Президент Кеннеди не очень-то жаловал Аллена Даллеса (директора ЦРУ с февраля 1953 года) после поражения на Плайя Хирон (апрель 1961 года). Хотя Кеннеди принял вину на себя, Даллесу недолго оставалось занимать этот пост, и он это знал. Кеннеди возложил ответственность за поражение на Даллеса и заместителя начальника оперативного отдела Ричарда Биссела и попросил их уйти в отставку{321}. Потом началось дело Пеньковского. Даллес был профессионалом, его высоко ценили, и он решил показать президенту, как умеет работать Управление, и завершить свою карьеру на высокой ноте.

Даллес, как всегда, был осторожен в оценке информатора и переданного им материала. Несколько разочаровав специалистов советского отдела, он вызвал эксперта по СССР из Управления информации, так называемого открытого подразделения ЦРУ. У Управления информации не было тайных агентов в этой сфере, и они пользовались услугами аналитиков, чтобы исследовать и классифицировать отчеты.

Прокомментировать материалы нового советского информатора попросили молодого советолога бюро ОРВ Реймонда Л. Гартхоффа. Даллес хотел знать, что Гартхофф думает о ценности информации и ее распространении в сообществе. Гартхофф считал, что информация по ракетам и ракетным войскам, по всей видимости, истинна и что частично это можно доказать. Но часть информации была совсем новой, и подтвердить ее было невозможно, хотя Гартхофф сказал, что она «вполне пригодна». Он сообщил Даллесу, что некоторые материалы «вроде бы не совпадают с нашими данными, что заставляет задуматься. Если информатор честен, эти материалы чрезвычайно важны, и их необходимо распространить».

В 1990 году Гартхофф вспоминал, что первое время Даллес относился к информации настороженно и задумывался «о том, как воспримут информатора и как ЦРУ отнесется к распространению информации, с которой, кажется, не все в порядке.

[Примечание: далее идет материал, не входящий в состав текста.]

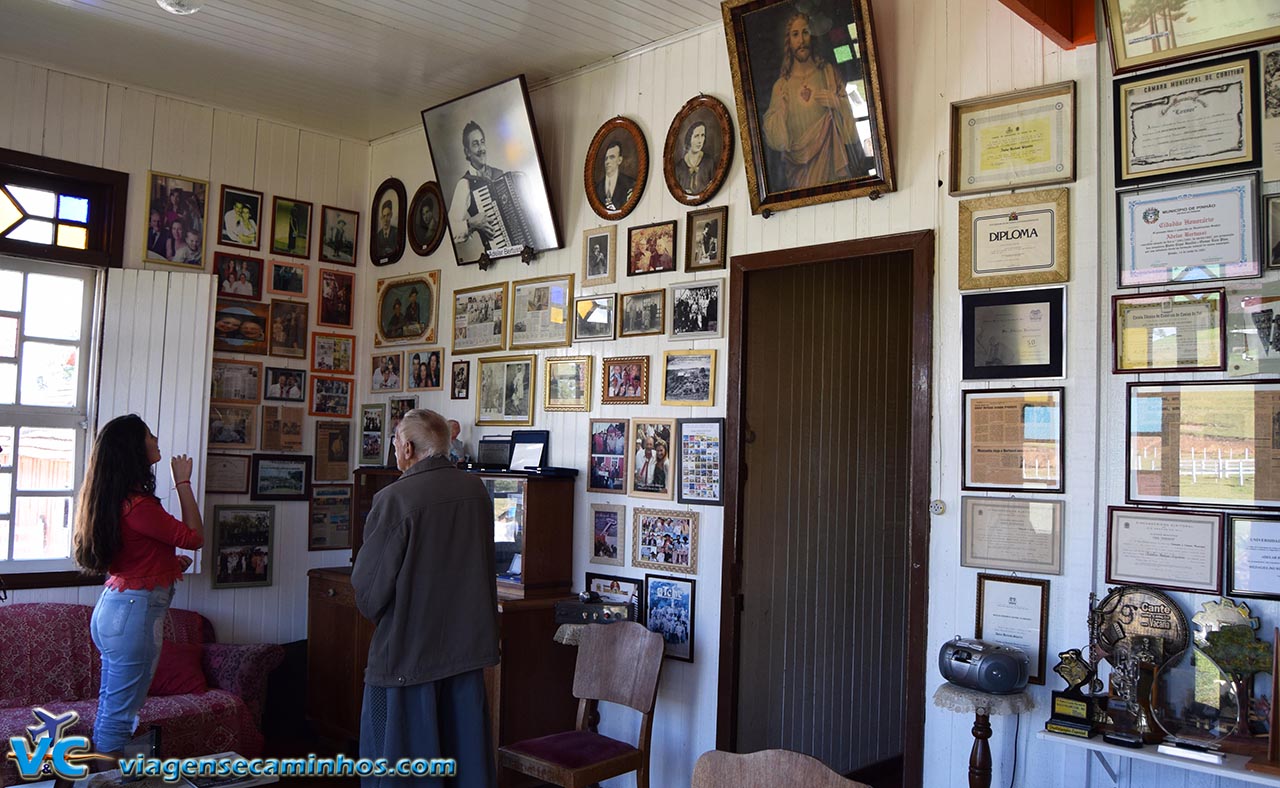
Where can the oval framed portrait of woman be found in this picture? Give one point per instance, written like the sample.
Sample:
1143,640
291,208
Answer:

Но, безусловно, его основной целью было узнать информатора получше; как разведаналитик, я мог сообщить ему больше, чем оперативник.

Я предложил директору распространить информацию, учитывая, что информатор обладает обширными знаниями по ряду вопросов; так он и поступил. При оценке материала необходимо было это учитывать, но источник оказался надежным»{322}.

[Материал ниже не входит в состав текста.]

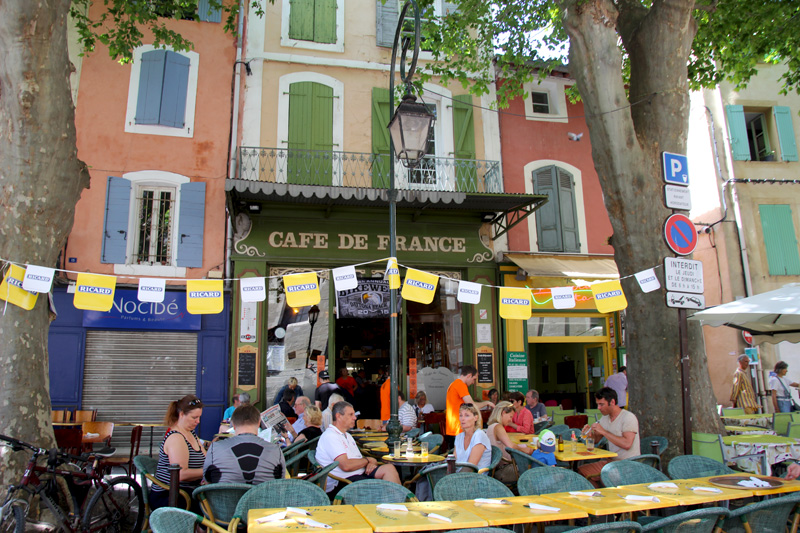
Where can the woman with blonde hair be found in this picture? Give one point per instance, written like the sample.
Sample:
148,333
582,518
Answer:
500,417
472,444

Джеймсу И. Энглтону, главе контрразведки ЦРУ, ответственному за выявление агентов КГБ внутри страны и за рубежом, предстояло вынести решающую оценку. Весной 1961 года Даллес хорошо отзывался об Энглтоне, твердо рассчитывая на его помощь в оценке Пеньковского. Мори, пытаясь добиться того, чтобы Пеньковскому поверили, 30 июня 1961 года встретился с Энглтоном.

Мори написал об этом разговоре. Он процитировал Энглтона: «Вне сомнений, это одно из важнейших за многие годы дел». Энглтон сообщил Мори, что частично ознакомился с расшифровкой лондонских встреч и полностью убедился в честных намерениях агента и ценности переданной им информации. В результате Энглтон заключил, что невозможно сохранить имя информатора в тайне, передав основным потребителям отчеты, по которым можно было бы догадаться о ценности всего переданного материала. Мори отметил, что, по словам Энглтона, «основным потребителям информации нельзя сообщить всего, но чрезвычайно важно, чтобы президент во время берлинского кризиса узнал об этом деле все и смог извлечь из этого выгоду».

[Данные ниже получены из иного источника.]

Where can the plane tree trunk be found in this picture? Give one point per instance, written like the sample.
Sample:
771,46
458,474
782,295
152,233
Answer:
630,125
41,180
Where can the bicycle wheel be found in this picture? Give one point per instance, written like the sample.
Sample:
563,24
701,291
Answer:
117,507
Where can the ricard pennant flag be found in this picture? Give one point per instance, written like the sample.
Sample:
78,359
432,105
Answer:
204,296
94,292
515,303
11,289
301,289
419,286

Энглтон настоятельно рекомендовал, чтобы президент прочел расшифровку встреч агента с группой в Лондоне. Он сказал:

— Значение этой операции можно понять, лишь читая стенографический отчет. Расшифровка показала, что у агента широчайший доступ к секретной информации, что увеличивает ценность его сообщений, — человек, который выносит официальное решение по берлинскому вопросу, обязан это прочитать.

Рассматривая вероятность дезинформации, Мори заметил, что, как ему кажется, общий масштаб информации столь велик, что в рамках одной операции дать ложные сведения по всем затронутым вопросам практически невозможно.

«Я добавил, — прокомментировал Мори, — что, если русская разведслужба попытается начать против нас обманную операцию, подсовывая нам всяческую военную, техническую, контрразведывательную, политическую и тому подобную дезинформацию, которую передавал „Герой“, она бы неминуемо запуталась, поскольку едва ли им известно, что именно из этой информации мы знаем наверняка. Сложность и разнообразие материалов, которые „Герой“ дает в своих безусловно достоверных отчетах, мне кажется, — лучшая гарантия против обмана».